Hinderman can vividly recall a winter in the late 1960s with a similar trajectory — barely enough snow to ski through the Christmas holidays, but then January rolled around and dumped a full 8 inches in one day. However, he adds that a bad snow year several decades ago didn’t have the same impact on local businesses because the ski resort cast a smaller net to bring in tourists.

“The other side of the coin to look at right now, though, is that winter has always been the secondary season around here. It’s difficult, for sure, but there’s a light at the end of the tunnel.”

Overall, the lower visitation to the Flathead Valley this winter tracks with other resort communities in the West. According to data provided by Explore Whitefish, short-term rental occupancy in Whitefish was down around 13% in December and January, similar to an 11% and 23% drop in Sun Valley, Idaho, and a 9.5% and 12% drop in Jackson Hole over the same respective months.

Julie Mullins, executive director of Explore Whitefish, echoed Polumbus by pointing out that the last several years following the height of the COVID pandemic led to a surge in tourism numbers, so any year-over-year comparisons should be considered with respect to recent records.

At the Garden Wall Inn, owner Rhonda Fitzgerald said the year is one of the slowest she’s seen, with bookings down well below average. And those visitors who did come, spent a lot more time in town than on the slopes.

“The great thing is that we have other things to do in the Flathead Valley, and repeat visitors, especially, know that. So, it’s not a bust for them to not have a big ski vacation,” Fitzgerald said.
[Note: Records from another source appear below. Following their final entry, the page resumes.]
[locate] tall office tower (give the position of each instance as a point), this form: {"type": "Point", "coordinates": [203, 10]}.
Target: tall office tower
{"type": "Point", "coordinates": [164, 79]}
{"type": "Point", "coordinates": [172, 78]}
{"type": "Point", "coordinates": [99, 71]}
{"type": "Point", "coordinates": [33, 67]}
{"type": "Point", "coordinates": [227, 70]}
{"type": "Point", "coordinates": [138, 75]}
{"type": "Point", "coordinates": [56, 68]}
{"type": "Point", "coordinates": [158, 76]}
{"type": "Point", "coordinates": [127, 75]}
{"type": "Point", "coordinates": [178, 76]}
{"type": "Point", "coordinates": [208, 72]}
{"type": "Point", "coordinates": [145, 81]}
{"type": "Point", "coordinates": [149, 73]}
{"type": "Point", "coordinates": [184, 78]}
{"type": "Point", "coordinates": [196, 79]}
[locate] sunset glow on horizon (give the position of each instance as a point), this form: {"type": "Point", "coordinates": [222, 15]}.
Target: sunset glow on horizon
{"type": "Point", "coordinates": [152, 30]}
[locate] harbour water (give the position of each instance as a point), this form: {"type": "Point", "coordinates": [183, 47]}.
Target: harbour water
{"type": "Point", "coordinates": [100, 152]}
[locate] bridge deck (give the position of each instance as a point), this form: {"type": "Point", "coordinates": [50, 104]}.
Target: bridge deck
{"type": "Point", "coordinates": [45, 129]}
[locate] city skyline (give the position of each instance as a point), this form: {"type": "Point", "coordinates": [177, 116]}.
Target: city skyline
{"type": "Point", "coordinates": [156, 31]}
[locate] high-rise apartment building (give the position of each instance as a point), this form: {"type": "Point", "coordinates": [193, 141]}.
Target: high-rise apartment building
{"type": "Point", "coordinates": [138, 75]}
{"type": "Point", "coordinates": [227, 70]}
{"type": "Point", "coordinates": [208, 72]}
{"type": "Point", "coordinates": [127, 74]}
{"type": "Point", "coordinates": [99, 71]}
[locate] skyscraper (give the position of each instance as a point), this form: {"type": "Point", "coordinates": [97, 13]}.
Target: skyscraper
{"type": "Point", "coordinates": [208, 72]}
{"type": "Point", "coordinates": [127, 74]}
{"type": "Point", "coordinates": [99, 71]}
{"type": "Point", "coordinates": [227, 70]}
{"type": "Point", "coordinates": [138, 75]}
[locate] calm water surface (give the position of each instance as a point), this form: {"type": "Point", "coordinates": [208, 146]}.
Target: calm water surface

Spending data compiled by Explore Whitefish shows that while 2023 visitor spending in the Whitefish area was down roughly 8% for the entirety of the year, there was almost no year-over-year decrease for the month of December.

“Even if winter is down, that’s really not that many visitors, compared to the summer season,” Fitzgerald said. “Glacier Park is such a big international draw, so that’s where you can hang your hat on. If you have a down summer, that’s a whole other story.”

Fitzgerald expressed a lot of optimism for the rest of the winter and spring, citing the historically good spring skiing Big Mountain offers compared to many areas in Montana, a sentiment shared by Polumbus.

For the president of a ski resort, Polumbus said he usually doesn’t spend too much time thinking about weather forecasts and snowfall, but this winter his habits have shifted to checking daily temperatures more closely. He’s been pleased to see more normal weather patterns rolling through northwest Montana in recent weeks.

“If you’d asked me in November, I’d have said no or low snow at Christmas is catastrophic. But while it hasn’t been great, it hasn’t been catastrophic by any means,” he added. “Between a robust President’s Day holiday weekend, lots of March spring breaks, and the pent-up demand in the marketplace, we’re looking pretty good for the rest of the year.”

At the halfway point of the winter, Whitefish was the only ski resort to surpass 150 cumulative inches of snow in Montana. As of Tuesday afternoon, the summit had recorded 174 inches to date, with a settled base of 71 inches. Outside of Bozeman, Bridger Bowl has seen just 86 inches to date, while Big Sky Resort has a settled base of just 41 inches.

“We’re sitting as one of the top resorts for snowfall — not just in Montana but in the whole west — and word is starting to creep out,” Polumbus said. “If you want to get a full ski experience this season, we’re the place to do it.”